Hipokrat’a atfedilen ‘Tüm hastalıklar bağırsaktan başlar’ sözünün günümüzde bilimsel verilerle giderek daha fazla desteklendiğini de vurgulayan Uzm. Dr. Dolar, "Hipokrat yüzyıllar önce 'Bütün hastalıklar bağırsakta başlar' demişti, modern tıp bugün 'Uzun ömür bağırsakta başlar' diyerek bunu doğruluyor. Genetik mirasımız kaderimiz değil; yaşam tarzımızla ve bağırsaklarımıza iyi bakarak bu süreci yönetmek elimizde." dedi.

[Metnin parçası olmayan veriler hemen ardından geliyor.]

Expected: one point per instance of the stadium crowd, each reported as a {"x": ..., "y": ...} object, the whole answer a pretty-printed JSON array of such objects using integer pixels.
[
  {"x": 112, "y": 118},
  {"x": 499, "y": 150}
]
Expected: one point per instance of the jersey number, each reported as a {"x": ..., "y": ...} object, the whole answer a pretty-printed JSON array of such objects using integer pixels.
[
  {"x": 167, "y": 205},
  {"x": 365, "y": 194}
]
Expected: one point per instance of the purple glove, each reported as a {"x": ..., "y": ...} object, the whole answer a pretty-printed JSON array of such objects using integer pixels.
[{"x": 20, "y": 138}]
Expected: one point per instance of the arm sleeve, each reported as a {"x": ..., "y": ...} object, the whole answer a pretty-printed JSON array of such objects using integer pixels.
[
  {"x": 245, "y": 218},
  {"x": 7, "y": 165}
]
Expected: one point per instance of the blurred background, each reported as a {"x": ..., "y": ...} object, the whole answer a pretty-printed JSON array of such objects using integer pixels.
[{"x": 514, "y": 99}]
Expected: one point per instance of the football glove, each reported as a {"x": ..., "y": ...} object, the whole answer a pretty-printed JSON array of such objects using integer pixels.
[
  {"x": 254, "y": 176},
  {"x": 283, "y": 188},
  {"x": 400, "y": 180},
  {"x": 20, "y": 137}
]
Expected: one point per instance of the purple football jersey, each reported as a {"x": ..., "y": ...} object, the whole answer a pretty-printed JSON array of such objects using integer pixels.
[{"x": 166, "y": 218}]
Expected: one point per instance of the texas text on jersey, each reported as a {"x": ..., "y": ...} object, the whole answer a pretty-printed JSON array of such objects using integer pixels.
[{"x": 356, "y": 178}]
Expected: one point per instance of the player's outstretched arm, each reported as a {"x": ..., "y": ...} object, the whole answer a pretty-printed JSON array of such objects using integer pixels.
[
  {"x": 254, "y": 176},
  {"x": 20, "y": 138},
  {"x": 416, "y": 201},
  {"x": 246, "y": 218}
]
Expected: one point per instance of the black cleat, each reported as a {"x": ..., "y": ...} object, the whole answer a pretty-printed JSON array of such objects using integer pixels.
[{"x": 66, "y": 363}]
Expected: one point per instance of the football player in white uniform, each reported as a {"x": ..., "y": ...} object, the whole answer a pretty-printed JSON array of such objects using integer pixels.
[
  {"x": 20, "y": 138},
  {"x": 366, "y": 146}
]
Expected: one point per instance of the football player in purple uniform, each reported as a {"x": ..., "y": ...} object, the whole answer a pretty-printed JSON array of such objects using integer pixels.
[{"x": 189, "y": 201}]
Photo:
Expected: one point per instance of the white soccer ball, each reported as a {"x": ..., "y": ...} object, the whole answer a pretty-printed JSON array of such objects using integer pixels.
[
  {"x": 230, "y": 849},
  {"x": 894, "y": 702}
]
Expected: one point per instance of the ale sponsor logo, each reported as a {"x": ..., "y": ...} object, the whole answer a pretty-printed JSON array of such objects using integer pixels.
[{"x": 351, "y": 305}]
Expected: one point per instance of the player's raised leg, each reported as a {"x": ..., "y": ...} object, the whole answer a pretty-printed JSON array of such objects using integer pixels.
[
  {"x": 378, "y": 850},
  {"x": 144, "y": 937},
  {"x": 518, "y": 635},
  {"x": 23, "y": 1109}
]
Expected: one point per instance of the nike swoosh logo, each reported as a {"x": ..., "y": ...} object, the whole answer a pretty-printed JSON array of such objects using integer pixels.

Kişiye özel bağırsak analizi nedir?
Öte yandan Uzm. Dr. Dolar, bağırsak mikrobiyotasını değerlendiren dışkı testlerinin giderek yaygınlaşmasına dikkat çekti. Bu testlerin klinik karar verme sürecinde henüz standart olmadığını belirten Uzm. Dr. Dolar, "Bu analizler bağırsak haritamızı gösterebilir ancak çıkan sonucu yorumlamak ciddi bir tıbbi uzmanlık gerektirir. Piyasadaki her testin sunduğu beslenme önerileri bilimsel geçerliliğe sahip olmayabilir. Bu yüzden sonuçlar, ezbere diyetler yerine mutlaka hekim süzgecinden geçirilerek değerlendirilmelidir." diye konuştu.